Honolulu-based fishing vessel ordered to return to port

HONOLULU — The crew of a Honolulu-based fishing vessel returned to port Saturday, June 20, after its voyage was cut short by law enforcement personnel with the National Oceanic and Atmospheric Administration and U.S. Coast Guard because of allegations of illegal fishing in protected waters of the Papahanaumokuakea Marine National Monument.

An air crew aboard a U.S. Coast Guard C-130 long-range search plane from Air Station Barbers Point twice documented the U.S.-flagged vessel fishing in a “special preservation area” inside the Monument on Monday, June 15.

The air crew spotted the bottom fish vessel at midday and shot video and still photos that show the fishing vessel crew hauling its lines out of the water and abruptly getting underway. The air crew then flew over the horizon out of sight and returned to find the fishing vessel crew had put its lines back in the water and allegedly had resumed fishing.

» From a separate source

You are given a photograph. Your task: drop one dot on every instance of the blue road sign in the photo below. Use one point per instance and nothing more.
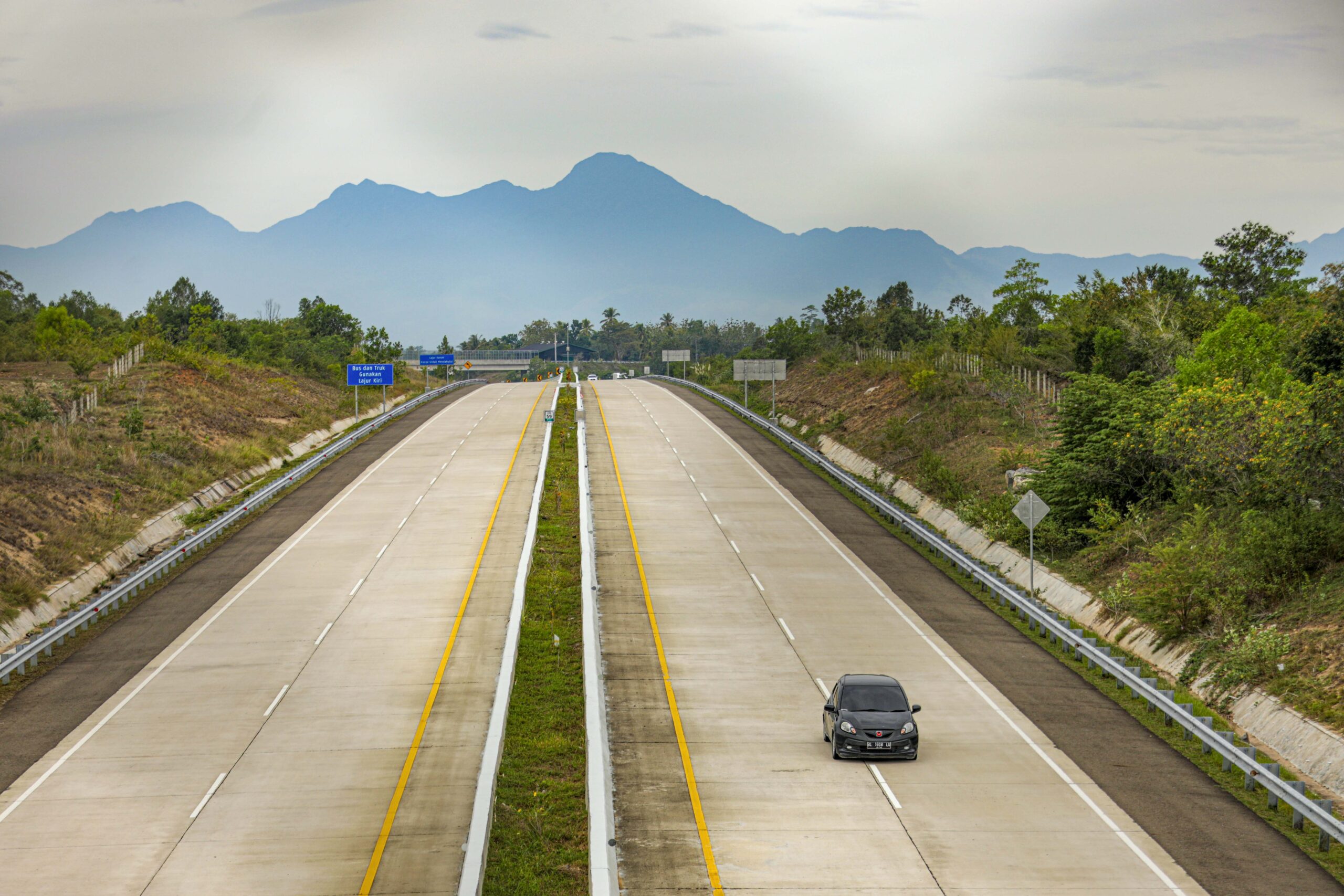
(437, 361)
(369, 375)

After it was informed by the Coast Guard of the vessel’s activities, NOAA’s Office of Law Enforcement coordinated with the air crew to immediately end the fishing trip and directed the vessel back to Honolulu for boarding and further investigation.

The air crew communicated the order with the master of the fishing vessel via VHF marine band radio. The fishing vessel crew arrived in Honolulu Saturday morning after a five-day transit.

The monument falls within the 14th Coast Guard District’s area of responsibility and is one of the most remote areas of the world. There are approximately 60 U.S. Fish and Wildlife Service (USFWS) personnel and contractors at Midway and a handful of State of Hawaii and USFWS scientists on other small islands, but the Northwestern Hawaiian Islands are mostly uninhabited.

Crews aboard Coast Guard cutters and aircraft conduct routine enforcement and surveillance patrols of the monument while working closely with partner agencies in order to enforce monument regulations and laws.

The Coast Guard is the primary agency responsible for at-sea enforcement of Federal fisheries laws, but we work very closely with our federal and state partners in order to be successful,” said Lt. Cmdr. Jay Caputo, the 14th Coast Guard District’s fisheries enforcement officer.

The monument includes all waters within 50 miles of the islands, reefs and atolls of the Northwestern Hawaiian Islands.

“Our partnerships with NOAA, the Fish and Wildlife Service and the State are paramount in our ability to enforce the laws in the remote waters of Papahanaumokuakea. It is very much a joint effort,” said Caputo.